Le déni ne peut conduire qu’à la déconvenue. Encore plus en politique où la déconvenue se transforme rapidement en mécontentement, sinon en dégoût pouvant être de nature à tout emporter sur son passage, en l’occurrence notre démocratie.

La lucidité est donc de rigueur, ce qui implique un constat : notre système institutionnel est inadapté, en témoigne l’oxymore de la crise politique devenue permanente (ou quasi) depuis plus d’une décennie.

Depuis 2010 (voir 2007), aucun gouvernement majoritaire n’a pu tenir pendant la durée totale d’une législature.

En 2010, le Premier ministre de l’époque, Monsieur Yves Leterme, était contraint de présenter sa démission au Roi, à la suite d’une crise politique qui s’était cristallisée sur le dossier relatif à l’arrondissement de Bruxelles-Hal-Vilvorde.

Cette démission a entrainé l’organisation d’élections législatives anticipées à la suite desquelles la crise politique s’est poursuivie pendant plus de cinq cents jours durant lesquels il a été impossible de former un gouvernement majoritaire.

Pour débloquer la situation, il a fallu passer par une sixième réforme de l’Etat, laquelle, plutôt que de soigner le système institutionnel en le rendant plus efficace et plus viable l’a rendu encore plus complexe et inopérant.

S’il s’agissait-là du prix à payer pour répondre démocratiquement à la crise politique belge (à l’instar de l’ensemble des réformes institutionnelles), cette dernière réforme a contribué à rendre la gestion de la « res publica » encore plus compliquée.

En 2014, à la suite de nouvelles élections législatives, un gouvernement déséquilibré car minoritaire du côté francophone a vu le jour : le Gouvernement Michel Ier.

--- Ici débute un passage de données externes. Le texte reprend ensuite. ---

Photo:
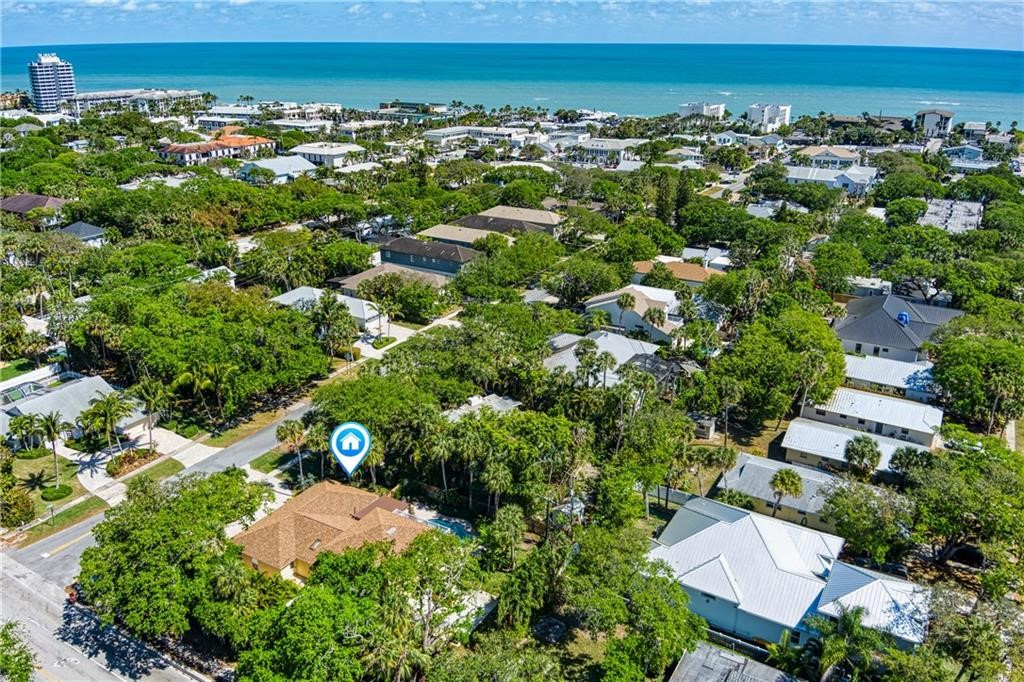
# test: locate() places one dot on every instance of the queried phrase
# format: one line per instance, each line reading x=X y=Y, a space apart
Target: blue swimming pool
x=455 y=526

Or, crise oblige, ce gouvernement tombait avant la fin de la législature, soit le 19 décembre 2018, après que la NVA (alors alliée au MR) ait décidé de quitter la coalition gouvernementale après avoir mené une campagne xénophobe contre la signature du pacte mondial sur les migrations, dit « pacte de Marrakech ».

Depuis lors, la Belgique n’a plus de gouvernement majoritaire.

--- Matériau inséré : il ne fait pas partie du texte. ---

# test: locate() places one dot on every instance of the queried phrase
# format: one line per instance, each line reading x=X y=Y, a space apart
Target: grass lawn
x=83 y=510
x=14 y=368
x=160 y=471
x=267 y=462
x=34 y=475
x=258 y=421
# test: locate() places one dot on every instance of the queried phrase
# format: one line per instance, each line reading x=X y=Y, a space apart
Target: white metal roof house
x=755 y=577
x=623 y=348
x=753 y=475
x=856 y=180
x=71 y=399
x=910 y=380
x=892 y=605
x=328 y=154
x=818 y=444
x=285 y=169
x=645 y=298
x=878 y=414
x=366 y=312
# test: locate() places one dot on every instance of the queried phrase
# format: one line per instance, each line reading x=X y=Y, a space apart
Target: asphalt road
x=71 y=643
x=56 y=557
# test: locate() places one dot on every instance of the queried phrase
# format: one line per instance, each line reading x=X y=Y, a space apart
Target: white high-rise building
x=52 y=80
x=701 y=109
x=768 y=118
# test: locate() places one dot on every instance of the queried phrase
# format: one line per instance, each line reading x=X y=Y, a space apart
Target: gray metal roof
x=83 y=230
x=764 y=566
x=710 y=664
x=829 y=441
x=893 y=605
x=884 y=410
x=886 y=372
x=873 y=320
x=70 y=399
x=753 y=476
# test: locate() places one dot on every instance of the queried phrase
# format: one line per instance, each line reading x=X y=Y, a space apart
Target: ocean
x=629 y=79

Depuis lors se sont tenues les élections législatives du 30 mai 2019 sans que leur résultat n’ait pu modifier cet état de fait.

Depuis lors, il a été principalement question de mariage forcé (et ridicule) entre la NVA et le PS, soit entre deux partis que manifestement tout oppose.

Depuis lors, il a été principalement question de former un gouvernement sans le PS mais avec la NVA ou avec le PS mais sans la NVA, sans que la moindre avancée ne puisse être actée dans une des nombreuses notes rédigées par les chargés de mission royale.

Depuis lors, il est question de former un gouvernement minoritaire qui trouverait un soutien depuis les bancs de l’opposition en fonction des affinités pouvant être suscitées sur l’un ou l’autre sujet abordé.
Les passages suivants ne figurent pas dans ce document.